Issue1291

classification
Title: select() crashes with IOException
Type: Severity: normal
Components: Core, Library Versions: 2.2.2, 2.5b1
Milestone:
process
Status: closed Resolution: fixed
Dependencies: Superseder:
Assigned To: amak Nosy List: amak, billiejoex, irmen, kfitch42, zyasoft
Priority: high Keywords:

Created on 2009-03-28.00:47:36 by irmen, last changed 2009-04-19.13:38:06 by amak.

Files
File name Uploaded Description Edit Remove
server.py irmen, 2009-03-28.00:47:35 server program that crashes
client.py irmen, 2009-03-28.00:47:52 client program to run with server
server.java amak, 2009-04-05.13:24:40 A server written in pure java that illustrates the bug.
client.java amak, 2009-04-05.13:25:25 A client written in pure java that is used to make the server crash.
Messages
msg4365 (view) Author: Irmen de Jong (irmen) Date: 2009-03-28.00:47:35
on a certain use of select(), jython crashes with an IOException:
Exception in thread Thread:Traceback (most recent call last):
  File "F:\jython25b3\Lib\threading.py", line 247, in _Thread__bootstrap
    self.run()
  File "F:\jython25b3\Lib\threading.py", line 238, in run
    self._target(*self._args, **self._kwargs)
  File "server.py", line 23, in handle
    rsock,wsock,esock=_selectfunction([csock],[],[],2)  # <-- causes the
crash
  File "F:\jython25b3\Lib\select.py", line 213, in cpython_compatible_select
    return native_select(read_fd_list, write_fd_list, outofband_fd_list,
timeout)
  File "F:\jython25b3\Lib\select.py", line 171, in native_select
    pobj = poll()
  File "F:\jython25b3\Lib\select.py", line 63, in __init__
    self.selector = java.nio.channels.Selector.open()
IOException: java.io.IOException: Unable to establish loopback connection

I am using the cpython_compatible_select function from jython's select
module.

See attached server.py and client.py that show the problem (the
server.py will crash after a short while)
It seems to be related to using
msg4366 (view) Author: Irmen de Jong (irmen) Date: 2009-03-28.00:49:55
...It seems to be related to using the select inside a thread, or on a
client socket instead of a server socket. 
If you remove the select in the handle() function in the server, it runs
fine.
msg4367 (view) Author: Alan Kennedy (amak) Date: 2009-03-28.18:15:43
Hi Irmen,

Thanks for the detailed report, and the code that reproduces the bug.

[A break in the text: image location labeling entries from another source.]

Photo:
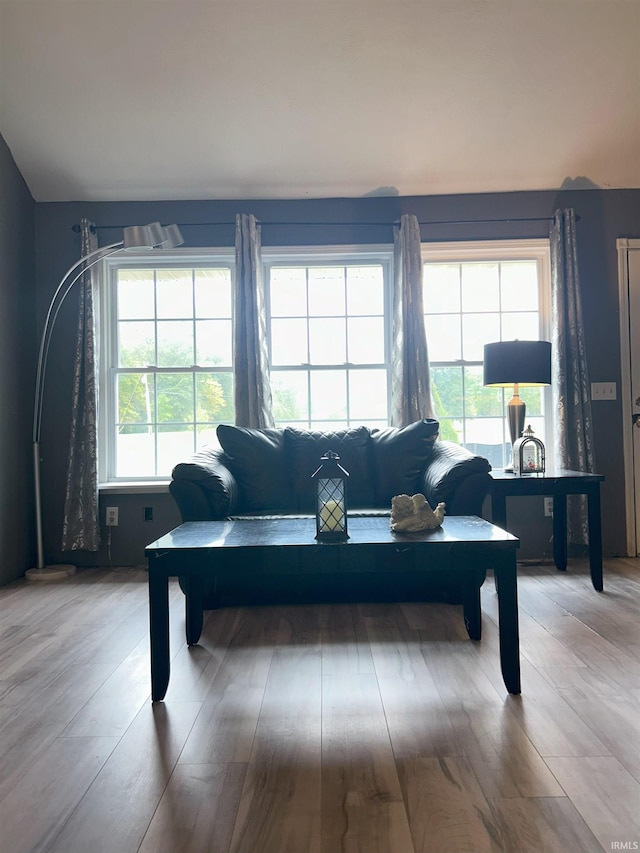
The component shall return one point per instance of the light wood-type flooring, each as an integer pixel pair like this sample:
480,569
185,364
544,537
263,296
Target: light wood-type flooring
378,728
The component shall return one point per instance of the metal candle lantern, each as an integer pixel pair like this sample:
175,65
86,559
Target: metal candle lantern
528,454
331,504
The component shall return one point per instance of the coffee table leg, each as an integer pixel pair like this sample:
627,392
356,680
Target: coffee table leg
471,603
505,571
158,631
193,608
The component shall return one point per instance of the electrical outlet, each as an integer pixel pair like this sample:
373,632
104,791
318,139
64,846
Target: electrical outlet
603,390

I
can reliably recreate this bug now.

More soon.
msg4370 (view) Author: Alan Kennedy (amak) Date: 2009-03-28.21:38:15
OK, this is not necessarily a problem with our jython implementation:
see attached server.java, which is the direct equivalent of the jython
server.py that Irmen provided: it generates the same exception, with no
jython involved.

I'm reasonably sure that this is a Windows specific thing as well, but I
need to check on a few different platforms.

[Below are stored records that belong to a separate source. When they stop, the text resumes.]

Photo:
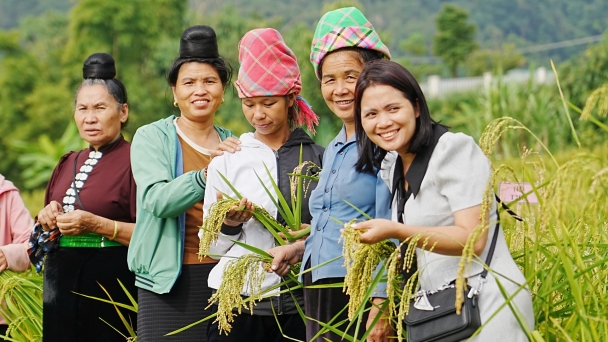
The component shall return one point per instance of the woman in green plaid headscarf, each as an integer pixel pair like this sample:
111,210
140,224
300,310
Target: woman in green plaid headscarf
344,41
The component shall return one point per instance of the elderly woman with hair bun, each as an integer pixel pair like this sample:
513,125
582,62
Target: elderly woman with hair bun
169,159
89,217
344,41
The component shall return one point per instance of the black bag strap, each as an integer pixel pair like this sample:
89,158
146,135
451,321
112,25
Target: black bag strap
492,245
496,229
507,209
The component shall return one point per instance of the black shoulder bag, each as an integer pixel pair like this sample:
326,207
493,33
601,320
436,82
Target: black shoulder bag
432,314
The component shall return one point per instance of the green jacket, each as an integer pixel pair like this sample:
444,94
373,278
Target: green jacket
164,193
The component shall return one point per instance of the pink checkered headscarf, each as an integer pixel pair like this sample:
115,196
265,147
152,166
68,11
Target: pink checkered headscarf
268,67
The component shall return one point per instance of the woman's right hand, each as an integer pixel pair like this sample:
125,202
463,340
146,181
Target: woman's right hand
47,217
285,256
231,145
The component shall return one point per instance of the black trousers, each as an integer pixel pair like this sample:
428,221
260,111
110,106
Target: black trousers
68,316
160,314
254,328
323,304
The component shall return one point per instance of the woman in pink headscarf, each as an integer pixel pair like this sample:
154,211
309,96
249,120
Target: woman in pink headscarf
268,84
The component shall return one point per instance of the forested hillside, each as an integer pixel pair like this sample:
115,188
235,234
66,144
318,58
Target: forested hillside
41,55
522,22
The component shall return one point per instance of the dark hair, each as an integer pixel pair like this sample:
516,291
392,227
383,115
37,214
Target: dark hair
365,55
384,72
198,44
99,68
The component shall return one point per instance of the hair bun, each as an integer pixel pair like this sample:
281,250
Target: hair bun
198,42
99,65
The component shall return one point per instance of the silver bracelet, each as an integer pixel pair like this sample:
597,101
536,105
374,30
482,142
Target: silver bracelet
299,249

I think this may be caused by our method using
java.nio.channels.Selector, which is really meant to be created once and
used for the whole duration of the server.

The jython select.select is implemented using Selector, and creates and
destroys a Selector every single time the select.select function is called.

The best way to work around this problem would be to use our select.poll
object, in the way it is intended to be used, i.e. create one for the
whole duration of the server.

I'm going to report a bug Sun about this, but I'm not optimistic that it
will be fixed (or even looked at, going on experience from previous
similar java bugs).

So we may just have to document this as a known bug, and live with it.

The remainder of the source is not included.